Johan Cruyff, „El Fenómeno“ bzw. „El Salvador“ („der Retter“), wie er in seiner zweiten Heimat Katalonien genannt wurde, ist nicht nur die Kultfigur des niederländischen Fußballs, er gilt bis heute als einer der genialsten Spielmacher aller Zeiten. Seine Spielweise beruhte neben seiner brillanten Technik auf der völligen Unberechenbarkeit seiner Spielzüge. Mit dieser Spielweise passte er perfekt in das System des „Totalen Fußballs“ („Totaalfoetbal“), das von dem Engländer Jack Reynolds in seiner 27-jährigen Amtszeit als Trainer bei Ajax Amsterdam eingeführt worden war und zu Cruyffs Zeit auch von der niederländischen Nationalmannschaft praktiziert wurde.

Hendrik Johannes Cruyff wurde am 24. April 1947 in Amsterdam geboren. Mit sieben Jahren bekam er seine ersten Fußballschuhe geschenkt, und bereits ein Jahr später wurde er von Rinus Michels entdeckt und in die Jugendmannschaft von Ajax Amsterdam aufgenommen.

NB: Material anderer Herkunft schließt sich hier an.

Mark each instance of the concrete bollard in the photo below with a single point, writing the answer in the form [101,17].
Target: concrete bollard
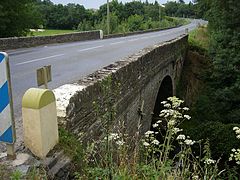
[39,121]
[101,34]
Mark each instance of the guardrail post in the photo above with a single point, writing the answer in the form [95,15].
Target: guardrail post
[39,121]
[7,125]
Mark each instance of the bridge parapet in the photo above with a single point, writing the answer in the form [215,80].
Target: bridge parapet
[139,77]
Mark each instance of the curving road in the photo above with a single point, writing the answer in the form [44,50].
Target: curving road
[71,61]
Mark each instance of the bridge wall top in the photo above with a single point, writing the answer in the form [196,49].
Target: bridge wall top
[124,85]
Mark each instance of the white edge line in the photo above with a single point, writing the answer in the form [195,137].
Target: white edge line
[120,42]
[40,59]
[87,49]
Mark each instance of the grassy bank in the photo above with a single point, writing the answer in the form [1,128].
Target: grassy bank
[50,32]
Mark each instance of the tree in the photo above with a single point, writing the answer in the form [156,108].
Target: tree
[17,17]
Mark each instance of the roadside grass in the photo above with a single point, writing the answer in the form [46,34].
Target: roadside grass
[199,39]
[50,32]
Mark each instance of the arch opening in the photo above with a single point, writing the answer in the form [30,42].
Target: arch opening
[165,91]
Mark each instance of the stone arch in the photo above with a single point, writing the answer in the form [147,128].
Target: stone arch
[166,90]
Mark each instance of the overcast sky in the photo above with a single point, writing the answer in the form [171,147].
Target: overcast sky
[96,3]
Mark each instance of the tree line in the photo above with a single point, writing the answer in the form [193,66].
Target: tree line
[18,16]
[218,106]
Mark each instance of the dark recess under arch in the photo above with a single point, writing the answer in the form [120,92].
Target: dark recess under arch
[165,91]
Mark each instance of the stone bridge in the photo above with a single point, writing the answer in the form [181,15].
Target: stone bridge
[132,88]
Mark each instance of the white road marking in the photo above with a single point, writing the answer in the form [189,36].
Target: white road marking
[119,42]
[40,59]
[131,40]
[143,37]
[87,49]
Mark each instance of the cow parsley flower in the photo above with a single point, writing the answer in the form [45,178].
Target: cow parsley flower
[189,142]
[146,144]
[156,142]
[181,137]
[187,117]
[209,161]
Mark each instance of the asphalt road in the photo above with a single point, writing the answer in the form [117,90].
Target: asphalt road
[72,61]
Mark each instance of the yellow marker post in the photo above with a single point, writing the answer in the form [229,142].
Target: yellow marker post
[39,121]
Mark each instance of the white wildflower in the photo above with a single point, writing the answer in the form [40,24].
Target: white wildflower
[196,177]
[171,123]
[181,137]
[166,115]
[146,144]
[235,128]
[163,102]
[149,132]
[159,121]
[189,142]
[176,130]
[187,117]
[156,142]
[237,131]
[209,161]
[120,142]
[167,105]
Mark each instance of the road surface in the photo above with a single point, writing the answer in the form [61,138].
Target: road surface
[74,60]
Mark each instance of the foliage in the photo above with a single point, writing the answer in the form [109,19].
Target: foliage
[17,17]
[49,32]
[199,40]
[217,108]
[112,157]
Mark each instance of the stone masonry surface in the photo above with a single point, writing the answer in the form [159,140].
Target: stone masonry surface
[24,42]
[139,77]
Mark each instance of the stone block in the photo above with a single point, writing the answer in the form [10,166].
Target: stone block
[39,121]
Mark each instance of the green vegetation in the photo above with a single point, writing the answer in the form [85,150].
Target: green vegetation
[199,39]
[50,32]
[159,154]
[17,18]
[216,110]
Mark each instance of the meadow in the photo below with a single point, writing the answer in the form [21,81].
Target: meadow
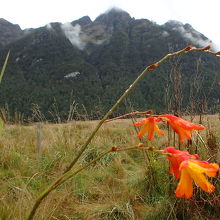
[124,185]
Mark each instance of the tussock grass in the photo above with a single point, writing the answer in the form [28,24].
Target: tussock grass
[120,186]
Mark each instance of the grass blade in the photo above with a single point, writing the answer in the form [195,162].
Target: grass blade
[4,66]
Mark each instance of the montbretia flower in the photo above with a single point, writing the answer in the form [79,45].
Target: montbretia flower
[150,126]
[194,170]
[182,127]
[176,157]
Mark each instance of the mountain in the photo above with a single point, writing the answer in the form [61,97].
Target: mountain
[92,62]
[9,32]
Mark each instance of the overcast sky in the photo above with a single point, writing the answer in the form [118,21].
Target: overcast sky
[203,15]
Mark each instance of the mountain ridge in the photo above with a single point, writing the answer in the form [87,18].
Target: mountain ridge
[101,58]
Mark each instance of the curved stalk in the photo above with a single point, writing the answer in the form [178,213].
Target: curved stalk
[59,181]
[68,173]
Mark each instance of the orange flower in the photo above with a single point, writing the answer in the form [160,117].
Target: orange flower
[176,158]
[150,126]
[195,170]
[182,127]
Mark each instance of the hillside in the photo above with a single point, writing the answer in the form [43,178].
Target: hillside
[92,62]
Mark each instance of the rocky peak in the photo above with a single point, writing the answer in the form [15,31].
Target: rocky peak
[84,21]
[9,32]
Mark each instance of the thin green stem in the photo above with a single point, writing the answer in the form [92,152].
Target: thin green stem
[60,181]
[68,173]
[4,66]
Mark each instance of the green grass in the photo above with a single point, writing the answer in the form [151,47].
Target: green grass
[120,186]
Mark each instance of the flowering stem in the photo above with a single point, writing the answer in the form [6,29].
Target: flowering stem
[68,173]
[125,94]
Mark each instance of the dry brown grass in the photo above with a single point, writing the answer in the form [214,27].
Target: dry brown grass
[120,186]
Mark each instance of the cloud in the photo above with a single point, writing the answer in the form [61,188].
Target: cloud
[72,33]
[192,35]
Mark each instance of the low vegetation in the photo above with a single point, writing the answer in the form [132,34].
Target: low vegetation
[122,185]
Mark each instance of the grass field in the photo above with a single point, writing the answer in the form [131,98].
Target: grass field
[122,185]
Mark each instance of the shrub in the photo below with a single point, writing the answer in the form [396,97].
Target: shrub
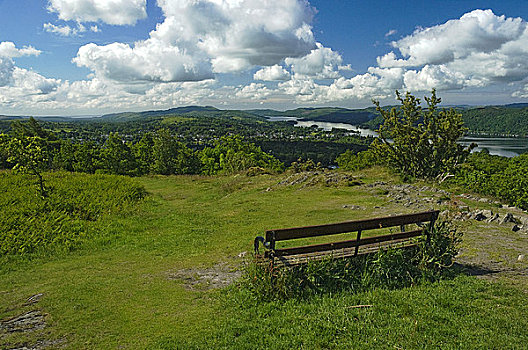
[391,268]
[64,219]
[356,161]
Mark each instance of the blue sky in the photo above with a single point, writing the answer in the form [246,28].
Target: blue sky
[76,57]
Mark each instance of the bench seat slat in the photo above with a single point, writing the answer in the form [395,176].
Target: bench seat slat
[346,244]
[293,260]
[349,226]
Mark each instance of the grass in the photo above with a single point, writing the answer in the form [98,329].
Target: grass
[115,292]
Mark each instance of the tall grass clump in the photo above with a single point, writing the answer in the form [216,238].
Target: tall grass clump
[430,260]
[63,219]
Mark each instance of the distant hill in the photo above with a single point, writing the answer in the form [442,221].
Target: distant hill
[511,119]
[497,120]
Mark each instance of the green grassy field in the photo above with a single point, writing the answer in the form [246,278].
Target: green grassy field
[117,291]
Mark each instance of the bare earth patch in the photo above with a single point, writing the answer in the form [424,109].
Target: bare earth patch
[218,276]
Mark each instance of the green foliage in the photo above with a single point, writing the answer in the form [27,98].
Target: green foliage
[172,157]
[143,151]
[438,252]
[356,161]
[87,157]
[232,154]
[30,155]
[305,165]
[497,120]
[418,142]
[62,220]
[391,268]
[497,176]
[4,164]
[117,157]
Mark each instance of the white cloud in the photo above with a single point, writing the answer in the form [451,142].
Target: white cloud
[253,92]
[9,50]
[476,50]
[320,63]
[115,12]
[391,33]
[202,37]
[150,60]
[479,31]
[273,73]
[6,70]
[66,30]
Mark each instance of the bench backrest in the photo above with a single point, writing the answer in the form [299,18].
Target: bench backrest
[273,236]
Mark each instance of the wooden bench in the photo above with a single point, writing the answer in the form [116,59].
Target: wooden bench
[349,248]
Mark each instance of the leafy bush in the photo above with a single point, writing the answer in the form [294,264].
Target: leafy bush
[496,176]
[232,154]
[356,161]
[418,142]
[391,268]
[305,165]
[63,220]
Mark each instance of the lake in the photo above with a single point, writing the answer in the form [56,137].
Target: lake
[502,146]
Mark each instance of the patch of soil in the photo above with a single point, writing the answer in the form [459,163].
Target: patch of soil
[320,177]
[218,276]
[30,322]
[27,322]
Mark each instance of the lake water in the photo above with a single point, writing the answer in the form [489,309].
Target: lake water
[502,146]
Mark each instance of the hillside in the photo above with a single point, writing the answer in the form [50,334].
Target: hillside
[497,120]
[155,276]
[504,120]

1964 machte Cruyff sein erstes Spiel für die Profimannschaft von Ajax Amsterdam, wo er in den folgenden neun Jahren in 364 Spielen 266 Tore schoss. Eines seiner legendärsten Spiele, die „Nebelschlacht“ vom 7. Dezember 1966 gegen Liverpool (5:1), die Cruyff noch heute zu seinem Lieblingsspiel erklärt, fiel bereits in die Anfangszeit seiner Karriere. Mit Cruyff stieg Ajax Amsterdam zu einer der besten Mannschaften Europas auf, was 1970-72 im Gewinn von drei Titeln im Europapokal der Landesmeister in Folge, dem Weltpokal 1972 und dem europäischen Supercup 1973 sowie der ersten Wahl Cruyffs zu Europas Fußballer des Jahres 1971 gipfelte. Bis heute stellen Cruyffs sechs Tore beim 8:1-Sieg über AZ Alkmaar vom 29.11.1970 den Rekord in der niederländischen Liga dar.

Für eine Ablösesumme von sechs Millionen Gulden (ca. 2,6 Millionen Euro) wechselte Johan Cruyff 1973 nach Barcelona, wo er sofort zum Publikumsliebling wurde. 85 Tore in 227 Spielen, der erste Meistertitel für den FC Barcelona seit 1960, ein Pokalsieg und seine dritte Auszeichnung als Europas Fußballer des Jahres sind die Bilanz seiner Jahre in Katalonien. Den Abschied von Barcelona 1978 betrachtete Cruyff als eigentliches Ende seiner aktiven Karriere, wenngleich er danach noch mehrere Jahre in den USA spielte und 1982 und 1983 mit Amsterdam sogar noch zwei Meistertitel gewann.

Seine größte Enttäuschung als Spieler erlebte Johan Cruyff im Finale der Fußballweltmeisterschaft 1974 in Deutschland, als das Oranje-Team nach einem glanzvollen Turnier trotz Cruyffs 1:0-Führung letztendlich 1:2 gegen den Gastgeber unterlag.

Mit dem Abschied vom aktiven Fußball war Cruyffs Karriere aber noch nicht beendet. Vielmehr kehrte er als Trainer noch einmal zu den Vereinen zurück, bei denen er als Spieler so erfolgreich gewesen war. Mit Ajax Amsterdam (1985-88) gewann er zweimal den niederländischen Pokal sowie 1987 den Europapokal der Pokalsieger, bevor er nach Barcelona ging. Trotz seiner Erfolge (vier Meisterschaften, ein Pokalsieg, 1989 der Sieg im Europapokal der Pokalsieger und 1992 der Gewinn des Europapokals der Landesmeister) wurde er dort jedoch 1996 während der laufenden Saison entlassen.

Dass Johan Cruyff nicht nur in seiner Heimat eine lebende Legende ist, wurde erst im November 2009 wieder bestätigt, als der mittlerweile 62-jährige, der nach seinem Abschied von Barcelona geschworen hatte, nie mehr ein Traineramt zu übernehmen, zum Trainer der katalonischen Nationalmannschaft berufen wurde. Mit seinem neuen – nicht von der Fifa zugelassenen - Team, das derzeit nur zwei Freundschaftsspiele pro Jahr bestreitet, wird er zwar keine Titel gewinnen können und kein Geld verdienen, aber es ist ein weiterer Anreiz für ihn, in das Land zurückzukehren, das ihm zu einer zweiten Heimat wurde.